Você participou de um disco dedicado à Mãe Carmen (filha de Mãe Menininha), com participação também de Gil, Ivete Sangalo, Daniela Mercury, entre outros. É um disco contra a intolerância?

Foi um disco feito no Rio, em Salvador, e a minha parte eu gravei em São Paulo, com Gil, uma música chamada Carmen, que não é cantada em iorubá, é cantada em português, é bem bonito o disco. Você conecta (o disco) à intolerância, por causa da perseguição que vem se fazendo ao candomblé. É uma maneira de defender a cultura negra, a religião negra, da qual eu faço parte. Sou do candomblé de dona Menininha do Gantois, grande mulher, linda, negra, sábia, para quem Caymmi dedicou uma música (Oração de Mãe Menininha), que eu gravei convidada por Bethânia no disco dela e que se tornou grande sucesso no Brasil. Então, é uma maneira de defender isso, sim, de assinar embaixo.

No final de semana passado, a imagem do beijo entre dois homens numa HQ causou polêmica na Bienal do Livro no Rio. O episódio foi apontado como censura. Qual sua sensação em relação a isso tudo?

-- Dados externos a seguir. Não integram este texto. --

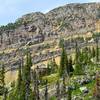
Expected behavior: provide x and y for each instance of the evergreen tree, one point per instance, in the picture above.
(93, 52)
(2, 81)
(69, 94)
(46, 90)
(97, 50)
(63, 63)
(58, 90)
(27, 76)
(64, 87)
(70, 66)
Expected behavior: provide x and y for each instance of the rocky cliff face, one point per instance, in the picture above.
(68, 19)
(35, 28)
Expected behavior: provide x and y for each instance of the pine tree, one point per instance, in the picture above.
(63, 63)
(58, 90)
(46, 90)
(2, 81)
(26, 77)
(97, 50)
(64, 87)
(69, 94)
(36, 86)
(93, 52)
(70, 66)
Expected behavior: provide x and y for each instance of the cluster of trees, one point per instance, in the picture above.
(27, 85)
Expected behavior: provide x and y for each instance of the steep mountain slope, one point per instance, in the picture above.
(37, 30)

Quando eu assisti pela televisão que o (prefeito Marcelo) Crivella tinha censurado o beijo de dois homens (no livro) na Bienal do Rio, que eu vi as pessoas falando que ele tinha permitido vender os livros num invólucro preto, me lembrei do (disco) Índia, porque com o Índia, que saiu nos anos 1970, foi assim. Meu disco tinha de ser vendido num invólucro preto, não tinha nada de mais. Tomei um susto, porque me veio essa lembrança, e aí achei uma coisa horrorosa, porque, com o governo federal que a gente tem hoje, a gente fica assustada com as declarações, com a maneira como as coisas são tratadas. A gente que viveu na época da ditadura tem medo que isso volte, está aí na atmosfera. Mas o povo brasileiro hoje está mais atento, tem mídias digitais, a gente sabe tudo o que está acontecendo na hora, e portanto a gente sabe que as pessoas se mobilizam em outros Estados. As instituições democráticas são mais consolidadas, fortes, a ditadura não vai se implantar. A gente tem que ficar atento, não pode deixar isso acontecer, e o papel dos artistas neste momento é fundamental. O Brasil, a duras custas, conseguiu implantar uma democracia, que é a maneira mais correta de se viver, é onde há o respeito pelo outro, o respeito às diferenças. Você tem que respeitar o outro do jeito que ele é, então o mundo tem que ser assim, a vida tem que ser assim. Você não tem que ser igual ao outro, o outro não é igual a você. Você tem que saber conviver com isso. Se você não se identifica, é uma coisa, mas respeitar é outra. Defendo os direitos humanos, acho que o governo tem que cuidar das pessoas pobres, tanta gente miserável neste país. Acho que é complicado o Brasil, mas a gente vai chegar lá um dia.

As informações são do jornal O Estado de S. Paulo.